Je n'avais pas envie de passer la journée seule avec Geddo alors j'ai proposé une visite chez Mona. La famille avait hâte de nous accueillir. Nada et sa petite sœur Menna ont même suggéré que nous y passions la nuit. J'ai accepté d'emblée puisque Karim et moi serions en bonne compagnie dans un appartement moderne et confortable. 



On atteint l'appartement de Mona au deuxième sans avoir le souffle court. En entrant, on est accueilli par des meubles qui ont fière allure. Ceux de la salle de réception brillent de leur fausse dorure et sont encadrés par d'oppulents rideaux qui trahissent leur intention d'impressionner le visiteur.  Le salon, comme beaucoup d'autres que j'ai vus en Égypte, est le carrefour giratoire de l'appartement. Il abrite de nombreuses portes, qui mènent partout ailleurs... à la cuisine, à la salle de bain, à la réception, aux chambres à coucher et sur le palier. La cuisine possède un frigo de taille normale, en acier inoxydable s'il-vous-plaît, et la salle de bain une douche délimitée par des tuiles de céramique qui n'ont pas été décimées par l'eau. Il n'y a pas de drain provenant de la cuisine pour y jeter son eau sale. Pas même de pompe à eau.   

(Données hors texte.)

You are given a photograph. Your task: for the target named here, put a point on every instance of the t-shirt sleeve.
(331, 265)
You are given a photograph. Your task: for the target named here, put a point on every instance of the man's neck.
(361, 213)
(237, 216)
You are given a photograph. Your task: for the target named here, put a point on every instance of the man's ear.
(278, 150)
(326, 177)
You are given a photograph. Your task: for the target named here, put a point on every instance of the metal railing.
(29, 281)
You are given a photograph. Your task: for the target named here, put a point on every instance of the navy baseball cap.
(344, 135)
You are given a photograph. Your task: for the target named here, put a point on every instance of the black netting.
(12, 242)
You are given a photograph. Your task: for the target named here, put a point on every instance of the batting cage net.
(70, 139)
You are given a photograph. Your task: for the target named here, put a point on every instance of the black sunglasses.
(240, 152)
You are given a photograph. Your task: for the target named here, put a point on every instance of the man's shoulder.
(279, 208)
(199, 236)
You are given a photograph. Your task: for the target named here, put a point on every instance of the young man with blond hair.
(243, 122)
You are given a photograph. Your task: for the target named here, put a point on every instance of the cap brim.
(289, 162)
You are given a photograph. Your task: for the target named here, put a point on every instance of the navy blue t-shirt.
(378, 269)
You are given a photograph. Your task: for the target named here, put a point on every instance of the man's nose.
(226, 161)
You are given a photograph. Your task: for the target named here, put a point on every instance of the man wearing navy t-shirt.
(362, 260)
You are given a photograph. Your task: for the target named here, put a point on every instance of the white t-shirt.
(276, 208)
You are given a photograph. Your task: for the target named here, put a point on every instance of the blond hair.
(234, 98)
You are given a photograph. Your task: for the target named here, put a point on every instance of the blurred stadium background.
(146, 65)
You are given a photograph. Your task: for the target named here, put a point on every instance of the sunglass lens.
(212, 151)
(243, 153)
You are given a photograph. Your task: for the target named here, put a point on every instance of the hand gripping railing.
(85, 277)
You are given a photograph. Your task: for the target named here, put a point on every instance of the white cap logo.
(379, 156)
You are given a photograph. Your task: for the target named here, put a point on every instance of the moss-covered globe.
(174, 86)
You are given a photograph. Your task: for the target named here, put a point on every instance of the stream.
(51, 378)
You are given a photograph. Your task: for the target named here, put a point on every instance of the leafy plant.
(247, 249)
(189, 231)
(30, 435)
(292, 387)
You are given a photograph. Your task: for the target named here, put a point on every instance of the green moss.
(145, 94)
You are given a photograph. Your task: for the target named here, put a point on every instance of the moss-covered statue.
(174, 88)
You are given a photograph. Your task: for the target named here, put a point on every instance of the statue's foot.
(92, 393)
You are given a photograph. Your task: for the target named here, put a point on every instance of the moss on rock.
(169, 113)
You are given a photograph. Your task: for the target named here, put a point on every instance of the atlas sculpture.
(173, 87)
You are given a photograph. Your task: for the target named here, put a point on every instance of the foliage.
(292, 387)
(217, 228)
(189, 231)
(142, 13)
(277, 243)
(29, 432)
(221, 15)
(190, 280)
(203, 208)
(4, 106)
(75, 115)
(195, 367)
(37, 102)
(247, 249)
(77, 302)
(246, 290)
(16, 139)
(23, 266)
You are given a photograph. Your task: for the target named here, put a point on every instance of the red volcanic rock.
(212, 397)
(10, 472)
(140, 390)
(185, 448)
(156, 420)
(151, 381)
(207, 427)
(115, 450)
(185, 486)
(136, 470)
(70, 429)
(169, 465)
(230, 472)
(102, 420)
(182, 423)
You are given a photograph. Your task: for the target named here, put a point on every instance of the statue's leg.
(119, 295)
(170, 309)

Bref, l'appartement de Mona est tout ce que celui de ma belle-mère n'est pas. 

Sauf que... au retour de chez Mona je me suis surprise à aimer l'appartement de Mama  Loza. Quatre des six pièces sont dotées d'une porte donnant directement sur le balcon. La spacieuse terrasse en L offre une vue aérée sur le voisinage, car l'appartement occupe le coin de la rue et seul un de ses murs est mitoyen. Quand les volets sont ouverts, la lumière naturelle inonde et une bonne brise flatte la peau. Même la cuisine, qui n'a rien à se faire envier autrement, reste relativement fraîche.

Chez Mona, rien de tout ça. Le minuscule balcon a comme unique fonction de faire sécher le linge.  Chaque fenêtre est recouverte d'épais rideaux assombrissants pour dissiper la chaleur.  La cuisine est pire qu'une fournaise fonctionnant à plein régime. J'y ai passé une heure à faire des crêpes tard le soir, pensant que la température serait supportable à ce moment-là. Grossière erreur.  

Bref, malgré cinquante ans d'usure, l'appartement de Mama Loza a beaucoup d'attraits que des yeux avertis peuvent déceler.  Pour la première fois depuis mon arrivée, j'arrive à voir à travers les lunettes qui constamment pendent au nez de mon chum, celles-là même que je croyais complètement hallucinantes. Ses verres ont après tout quelque chose de vrai.